La conseguenza di questo progressivo scarseggiare della competenza linguistica latina porta ovviamente gli studenti a riversarsi - oltre che sulle versioni - su autori moderni e contemporanei. Senza dubbio, non mancano teologi moderni, o contemporanei, dottrinalmente ricchi e interessanti, ma gli incipientes - come li chiama san Tommaso nel Prologo della Summa Theologiae - mancano normalmente e ovviamente della preparazione indispensabile per una seria valutazione critica, e le tesi corrono il rischio di ridursi a riassunti.
È il motivo per cui sono sempre più opportuni e promettenti, all'inizio, lavori su autori antichi, che, per essere svolti, domandano cognizioni linguistiche, esplorazioni storiche, precisioni filologiche, che concorrono a formare la mentalità dello studioso, almeno quando la prospettiva sia quella di avere degli studiosi e dei ricercatori, che potranno solo scarseggiare o riuscire di livello piuttosto modesto, se la conoscenza del latino - per fermarsi a questo, tralasciando il greco - continuerà a languire.
Ma vorremmo aggiungere un'altra ragione a favore della competenza nella lingua latina ed è quella relativa, oltre che alla conoscenza dei testi dei sacramentari antichi, alla capacità di comporre nuovi testi eucologici.
Si sa che la migliore tradizione delle preghiere liturgiche ne curava il cursus, e le rendeva eleganti e piacevoli per il canto e la proclamazione.

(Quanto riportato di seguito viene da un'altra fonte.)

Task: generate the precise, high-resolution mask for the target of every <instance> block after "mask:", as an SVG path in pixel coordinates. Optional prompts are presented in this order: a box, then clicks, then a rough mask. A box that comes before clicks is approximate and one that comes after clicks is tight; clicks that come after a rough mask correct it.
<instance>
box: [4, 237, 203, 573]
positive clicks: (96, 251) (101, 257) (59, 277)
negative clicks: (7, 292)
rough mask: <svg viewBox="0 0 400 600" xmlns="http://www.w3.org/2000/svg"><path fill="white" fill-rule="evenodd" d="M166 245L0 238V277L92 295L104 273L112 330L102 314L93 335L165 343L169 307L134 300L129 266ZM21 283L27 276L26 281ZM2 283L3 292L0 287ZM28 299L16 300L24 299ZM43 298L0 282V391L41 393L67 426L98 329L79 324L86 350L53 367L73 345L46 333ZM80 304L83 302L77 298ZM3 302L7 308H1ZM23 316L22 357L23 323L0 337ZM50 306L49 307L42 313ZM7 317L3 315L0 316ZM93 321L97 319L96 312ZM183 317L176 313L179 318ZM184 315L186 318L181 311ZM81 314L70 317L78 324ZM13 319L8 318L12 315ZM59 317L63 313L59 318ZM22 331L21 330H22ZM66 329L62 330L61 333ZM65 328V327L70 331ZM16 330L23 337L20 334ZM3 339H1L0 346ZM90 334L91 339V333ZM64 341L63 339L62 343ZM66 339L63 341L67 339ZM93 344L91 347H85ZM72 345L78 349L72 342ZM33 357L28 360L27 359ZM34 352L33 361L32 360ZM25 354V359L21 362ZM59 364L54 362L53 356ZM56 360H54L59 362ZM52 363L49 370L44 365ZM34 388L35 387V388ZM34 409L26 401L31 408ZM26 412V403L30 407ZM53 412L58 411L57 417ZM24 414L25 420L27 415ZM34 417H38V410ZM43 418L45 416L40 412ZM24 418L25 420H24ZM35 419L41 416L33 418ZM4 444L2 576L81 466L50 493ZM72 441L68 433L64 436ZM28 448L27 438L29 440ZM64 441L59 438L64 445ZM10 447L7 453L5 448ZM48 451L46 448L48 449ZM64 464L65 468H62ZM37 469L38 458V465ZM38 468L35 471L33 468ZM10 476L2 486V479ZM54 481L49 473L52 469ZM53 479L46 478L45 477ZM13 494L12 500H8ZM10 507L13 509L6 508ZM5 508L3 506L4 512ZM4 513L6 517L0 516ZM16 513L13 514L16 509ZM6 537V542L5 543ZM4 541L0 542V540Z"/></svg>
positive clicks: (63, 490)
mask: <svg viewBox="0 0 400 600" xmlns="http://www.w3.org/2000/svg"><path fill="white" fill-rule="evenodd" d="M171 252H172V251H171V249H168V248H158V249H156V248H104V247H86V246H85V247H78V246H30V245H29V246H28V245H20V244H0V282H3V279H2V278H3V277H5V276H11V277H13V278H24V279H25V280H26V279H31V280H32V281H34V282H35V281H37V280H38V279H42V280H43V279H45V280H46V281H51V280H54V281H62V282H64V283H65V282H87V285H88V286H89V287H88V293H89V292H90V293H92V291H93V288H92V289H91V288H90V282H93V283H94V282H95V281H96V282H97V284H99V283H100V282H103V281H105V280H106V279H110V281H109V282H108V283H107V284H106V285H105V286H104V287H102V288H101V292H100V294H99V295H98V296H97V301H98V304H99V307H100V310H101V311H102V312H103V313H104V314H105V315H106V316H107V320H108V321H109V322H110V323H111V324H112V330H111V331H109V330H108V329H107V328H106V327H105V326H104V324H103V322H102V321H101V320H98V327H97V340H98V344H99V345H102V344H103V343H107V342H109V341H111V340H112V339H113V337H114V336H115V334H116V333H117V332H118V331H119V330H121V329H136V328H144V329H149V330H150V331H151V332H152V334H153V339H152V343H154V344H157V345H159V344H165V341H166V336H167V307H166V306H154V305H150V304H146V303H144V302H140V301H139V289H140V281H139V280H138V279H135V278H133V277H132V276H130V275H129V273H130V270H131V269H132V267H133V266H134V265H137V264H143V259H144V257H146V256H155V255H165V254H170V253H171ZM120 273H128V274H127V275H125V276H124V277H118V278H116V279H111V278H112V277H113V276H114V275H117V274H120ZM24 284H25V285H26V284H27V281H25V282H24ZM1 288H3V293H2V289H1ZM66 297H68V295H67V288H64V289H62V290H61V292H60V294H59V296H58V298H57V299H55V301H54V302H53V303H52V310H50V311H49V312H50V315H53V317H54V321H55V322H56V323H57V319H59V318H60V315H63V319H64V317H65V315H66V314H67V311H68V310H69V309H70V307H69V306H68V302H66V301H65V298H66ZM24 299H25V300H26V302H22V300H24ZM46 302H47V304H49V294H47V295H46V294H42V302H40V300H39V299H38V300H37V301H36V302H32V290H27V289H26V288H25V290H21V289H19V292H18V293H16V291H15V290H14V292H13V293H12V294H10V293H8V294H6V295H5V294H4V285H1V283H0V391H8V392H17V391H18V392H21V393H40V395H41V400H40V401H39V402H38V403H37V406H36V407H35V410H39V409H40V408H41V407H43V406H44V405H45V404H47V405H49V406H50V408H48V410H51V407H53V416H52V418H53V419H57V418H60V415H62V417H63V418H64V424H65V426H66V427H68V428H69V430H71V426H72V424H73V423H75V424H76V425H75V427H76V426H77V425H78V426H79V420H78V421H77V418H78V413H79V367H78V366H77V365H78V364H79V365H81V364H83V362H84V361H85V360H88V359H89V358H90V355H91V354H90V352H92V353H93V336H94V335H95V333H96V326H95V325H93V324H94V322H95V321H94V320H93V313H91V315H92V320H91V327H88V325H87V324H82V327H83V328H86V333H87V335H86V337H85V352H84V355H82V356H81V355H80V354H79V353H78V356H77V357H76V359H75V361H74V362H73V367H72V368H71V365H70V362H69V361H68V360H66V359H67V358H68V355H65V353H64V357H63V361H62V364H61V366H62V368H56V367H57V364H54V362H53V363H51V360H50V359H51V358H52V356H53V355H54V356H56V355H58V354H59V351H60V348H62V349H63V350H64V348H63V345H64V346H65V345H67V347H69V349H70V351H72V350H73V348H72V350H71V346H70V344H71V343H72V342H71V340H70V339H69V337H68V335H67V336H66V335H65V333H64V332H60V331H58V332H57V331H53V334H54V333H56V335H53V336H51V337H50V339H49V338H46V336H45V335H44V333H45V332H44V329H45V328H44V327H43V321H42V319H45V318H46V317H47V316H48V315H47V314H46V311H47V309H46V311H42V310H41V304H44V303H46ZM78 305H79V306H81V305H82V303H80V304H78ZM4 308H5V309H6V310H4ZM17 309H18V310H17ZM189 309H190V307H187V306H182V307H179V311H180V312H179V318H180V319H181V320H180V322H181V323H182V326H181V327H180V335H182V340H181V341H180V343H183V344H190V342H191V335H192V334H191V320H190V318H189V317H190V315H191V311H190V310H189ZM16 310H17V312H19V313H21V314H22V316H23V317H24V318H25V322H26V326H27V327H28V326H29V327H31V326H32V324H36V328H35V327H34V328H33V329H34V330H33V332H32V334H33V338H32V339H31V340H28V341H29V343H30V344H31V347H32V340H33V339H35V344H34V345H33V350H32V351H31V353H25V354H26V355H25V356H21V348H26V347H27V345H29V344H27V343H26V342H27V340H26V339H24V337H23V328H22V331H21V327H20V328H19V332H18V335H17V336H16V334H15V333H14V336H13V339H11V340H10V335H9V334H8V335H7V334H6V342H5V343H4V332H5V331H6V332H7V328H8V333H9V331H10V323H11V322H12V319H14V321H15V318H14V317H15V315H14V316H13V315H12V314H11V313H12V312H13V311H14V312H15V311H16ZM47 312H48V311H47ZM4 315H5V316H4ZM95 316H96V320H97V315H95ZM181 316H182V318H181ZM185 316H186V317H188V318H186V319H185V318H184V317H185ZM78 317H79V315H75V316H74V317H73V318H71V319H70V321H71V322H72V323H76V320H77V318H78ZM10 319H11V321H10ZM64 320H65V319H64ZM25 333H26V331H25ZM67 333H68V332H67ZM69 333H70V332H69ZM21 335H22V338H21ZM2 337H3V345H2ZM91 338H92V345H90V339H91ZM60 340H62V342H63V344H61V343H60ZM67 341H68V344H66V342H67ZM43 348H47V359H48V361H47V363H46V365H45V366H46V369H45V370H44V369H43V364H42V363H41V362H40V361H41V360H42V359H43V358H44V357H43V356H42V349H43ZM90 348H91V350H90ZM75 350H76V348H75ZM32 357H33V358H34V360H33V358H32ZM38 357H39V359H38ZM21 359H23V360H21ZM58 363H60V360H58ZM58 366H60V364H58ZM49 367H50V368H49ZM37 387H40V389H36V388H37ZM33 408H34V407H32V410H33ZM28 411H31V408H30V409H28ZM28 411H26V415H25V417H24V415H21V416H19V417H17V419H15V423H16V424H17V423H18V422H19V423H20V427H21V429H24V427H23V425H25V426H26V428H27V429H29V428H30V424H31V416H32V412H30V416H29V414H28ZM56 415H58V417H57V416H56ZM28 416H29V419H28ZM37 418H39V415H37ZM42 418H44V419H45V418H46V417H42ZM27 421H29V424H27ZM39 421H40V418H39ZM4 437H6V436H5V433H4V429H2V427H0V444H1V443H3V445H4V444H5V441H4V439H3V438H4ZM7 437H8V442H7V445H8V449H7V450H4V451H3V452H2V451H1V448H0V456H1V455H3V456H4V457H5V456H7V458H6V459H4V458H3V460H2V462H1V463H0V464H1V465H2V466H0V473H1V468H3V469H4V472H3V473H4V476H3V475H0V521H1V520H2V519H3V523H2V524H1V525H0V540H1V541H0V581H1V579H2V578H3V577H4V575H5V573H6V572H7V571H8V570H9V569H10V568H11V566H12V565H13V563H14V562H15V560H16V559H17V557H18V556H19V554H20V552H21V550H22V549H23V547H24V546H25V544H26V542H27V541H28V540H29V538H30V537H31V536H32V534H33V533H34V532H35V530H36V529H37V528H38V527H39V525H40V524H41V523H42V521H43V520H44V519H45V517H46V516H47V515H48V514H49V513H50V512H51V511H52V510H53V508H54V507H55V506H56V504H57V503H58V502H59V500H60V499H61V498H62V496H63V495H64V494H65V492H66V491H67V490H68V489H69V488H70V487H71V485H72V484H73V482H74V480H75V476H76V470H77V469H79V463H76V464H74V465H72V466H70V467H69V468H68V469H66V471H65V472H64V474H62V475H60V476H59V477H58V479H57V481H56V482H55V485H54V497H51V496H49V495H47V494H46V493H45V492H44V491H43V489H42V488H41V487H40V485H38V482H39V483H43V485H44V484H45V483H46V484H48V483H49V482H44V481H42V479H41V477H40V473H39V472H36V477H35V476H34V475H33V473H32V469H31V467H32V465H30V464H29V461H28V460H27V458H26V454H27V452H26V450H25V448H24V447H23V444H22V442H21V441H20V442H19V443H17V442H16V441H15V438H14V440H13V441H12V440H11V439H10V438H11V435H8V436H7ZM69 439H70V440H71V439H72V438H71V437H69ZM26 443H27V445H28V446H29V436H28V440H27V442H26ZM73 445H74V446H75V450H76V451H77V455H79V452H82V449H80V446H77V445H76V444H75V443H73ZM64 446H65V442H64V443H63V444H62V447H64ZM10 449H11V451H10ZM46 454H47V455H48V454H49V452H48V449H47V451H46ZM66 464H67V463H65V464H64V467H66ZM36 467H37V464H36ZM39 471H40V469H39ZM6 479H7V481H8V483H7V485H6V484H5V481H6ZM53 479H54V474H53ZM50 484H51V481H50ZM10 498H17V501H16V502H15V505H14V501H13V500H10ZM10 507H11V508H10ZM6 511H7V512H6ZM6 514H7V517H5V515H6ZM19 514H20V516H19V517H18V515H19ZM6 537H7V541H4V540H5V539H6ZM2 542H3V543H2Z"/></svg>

Per la chiara perizia in questo ambito viene in mente il celebre professor Francesco Di Capua, e più vicino a noi don Anselmo Lentini, tra l'altro con la sua preziosa opera: Il ritmo prosaico nella Regola di S. Benedetto.
Si deve in particolare e soprattutto a questo illustre monaco di Montecassino se, per esempio, la nuova eucologia del Messale e della Liturgia delle Ore ambrosiani - quelli approvati dall'arcivescovo Giovanni Colombo - si distingue per la concinnitas e per le clausole, che nella quasi totalità sono raffinatamente quantitative.
Non è una competenza da poco, se il suo esito, invece di lasciarci dei pezzi rozzi e faticosi e dal latino elementare, ci regala un'estetica linguistica che concorre a conferire bellezza e splendore anche all'orazione della Chiesa.